Bedbugs are being found in an increasing number of hospitals.

As if they don't have enough to deal with already, a growing number of hospitals have a new issue to tackle. Bedbugs are being found in an increasing number of health care facilities across the U.S.

Indications are the situation will get worse, says Ron Harrison, Ph.D., director of technical services, Orkin, Atlanta. Orkin reports that from 2007 through 2009 it provided about 8,500 bedbug treatments in homes and commercial buildings. Of those, 649 treatments were in health care-related facilities and 222 were in hospitals.

"In the next few years I would be surprised if every hospital hasn't had an incident with bedbugs," says Harrison. The company gets calls from hospitals throughout the U.S. seeking help with problems ranging from one or two bugs, also known as an introduction, or sometimes about an infestation where the numbers have multiplied and possibly eggs were laid, he says.
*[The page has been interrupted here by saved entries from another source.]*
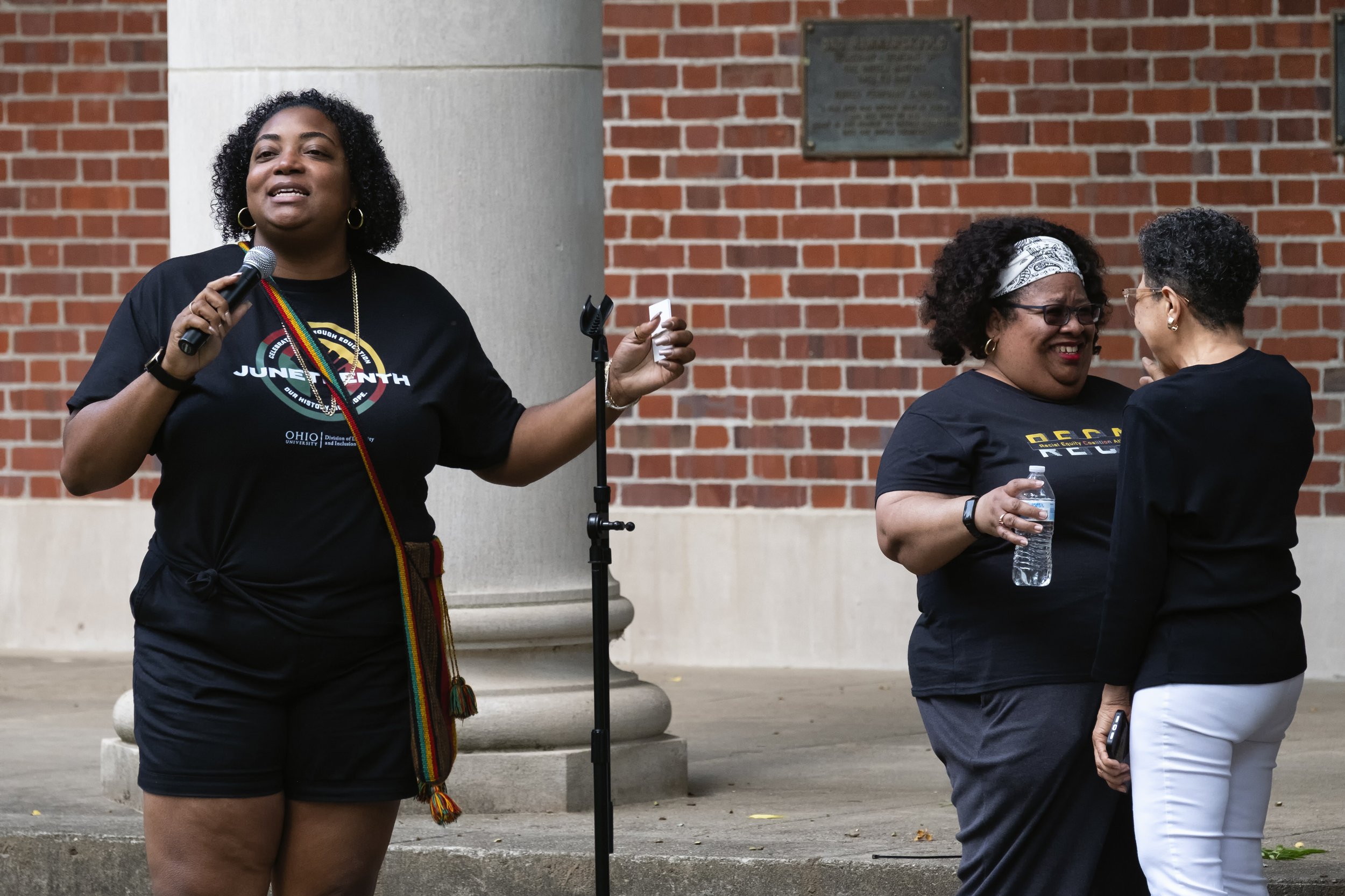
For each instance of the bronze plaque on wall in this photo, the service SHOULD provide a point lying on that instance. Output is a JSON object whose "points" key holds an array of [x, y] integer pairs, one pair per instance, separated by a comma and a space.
{"points": [[886, 88]]}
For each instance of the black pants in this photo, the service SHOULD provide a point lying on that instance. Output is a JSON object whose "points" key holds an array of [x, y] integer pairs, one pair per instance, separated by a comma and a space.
{"points": [[1035, 817]]}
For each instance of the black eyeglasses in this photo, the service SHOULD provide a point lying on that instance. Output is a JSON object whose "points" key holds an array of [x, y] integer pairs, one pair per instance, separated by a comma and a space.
{"points": [[1058, 315]]}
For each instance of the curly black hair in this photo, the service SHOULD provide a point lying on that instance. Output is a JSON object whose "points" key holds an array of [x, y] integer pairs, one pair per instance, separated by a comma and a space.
{"points": [[957, 302], [1207, 256], [370, 175]]}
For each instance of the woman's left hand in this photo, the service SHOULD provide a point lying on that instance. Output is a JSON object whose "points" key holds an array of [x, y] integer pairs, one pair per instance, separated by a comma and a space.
{"points": [[634, 372], [1117, 774]]}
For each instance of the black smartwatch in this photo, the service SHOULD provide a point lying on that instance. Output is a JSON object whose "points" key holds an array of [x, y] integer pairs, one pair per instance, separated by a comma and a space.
{"points": [[969, 517], [158, 372]]}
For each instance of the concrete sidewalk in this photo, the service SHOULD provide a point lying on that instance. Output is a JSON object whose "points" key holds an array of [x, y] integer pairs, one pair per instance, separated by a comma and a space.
{"points": [[840, 757]]}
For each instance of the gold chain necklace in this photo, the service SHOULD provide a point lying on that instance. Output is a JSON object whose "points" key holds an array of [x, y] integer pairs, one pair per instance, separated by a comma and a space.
{"points": [[299, 355]]}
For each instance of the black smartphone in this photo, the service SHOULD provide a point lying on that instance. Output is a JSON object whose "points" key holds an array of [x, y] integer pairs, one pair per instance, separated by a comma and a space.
{"points": [[1118, 739]]}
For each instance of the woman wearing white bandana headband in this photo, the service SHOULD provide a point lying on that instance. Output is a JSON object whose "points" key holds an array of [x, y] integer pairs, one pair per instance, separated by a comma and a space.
{"points": [[1002, 673]]}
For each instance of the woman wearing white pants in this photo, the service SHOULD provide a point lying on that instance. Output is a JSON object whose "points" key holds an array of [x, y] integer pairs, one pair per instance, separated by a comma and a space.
{"points": [[1201, 641]]}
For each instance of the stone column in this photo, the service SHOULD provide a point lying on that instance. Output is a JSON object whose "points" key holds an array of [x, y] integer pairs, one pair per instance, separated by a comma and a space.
{"points": [[491, 112]]}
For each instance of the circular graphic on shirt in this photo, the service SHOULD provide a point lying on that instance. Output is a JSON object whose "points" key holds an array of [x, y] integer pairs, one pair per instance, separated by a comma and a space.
{"points": [[365, 382]]}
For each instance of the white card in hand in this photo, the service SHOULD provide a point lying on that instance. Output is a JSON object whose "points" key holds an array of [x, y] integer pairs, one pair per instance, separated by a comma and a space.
{"points": [[663, 311]]}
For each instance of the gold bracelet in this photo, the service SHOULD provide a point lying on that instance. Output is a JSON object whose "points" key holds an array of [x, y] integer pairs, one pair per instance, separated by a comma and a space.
{"points": [[607, 390]]}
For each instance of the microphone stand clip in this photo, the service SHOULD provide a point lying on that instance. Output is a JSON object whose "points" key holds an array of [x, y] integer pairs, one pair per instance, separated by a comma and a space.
{"points": [[598, 527]]}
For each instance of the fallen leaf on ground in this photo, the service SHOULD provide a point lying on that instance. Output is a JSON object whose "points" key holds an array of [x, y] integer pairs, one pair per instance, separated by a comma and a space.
{"points": [[1289, 854]]}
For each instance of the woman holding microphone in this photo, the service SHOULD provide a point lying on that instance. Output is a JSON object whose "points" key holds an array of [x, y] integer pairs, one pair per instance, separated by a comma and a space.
{"points": [[276, 707], [1201, 626], [1001, 672]]}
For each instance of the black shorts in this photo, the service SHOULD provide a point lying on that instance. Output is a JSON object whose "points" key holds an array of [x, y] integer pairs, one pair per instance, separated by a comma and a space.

Emergency rooms, employee locker rooms and break areas, and waiting rooms are common spots where the bugs are found, he says. They get to the hospital on personal items.

While bedbugs can deliver an annoying bite, they do not transmit disease. After feeding on human blood at night, they seek a cool spot to live, like a mattress.

What to do if a bedbug is spotted? "Hospitals should call someone who has experience with this ... and can talk them through the products and options," says Harrison.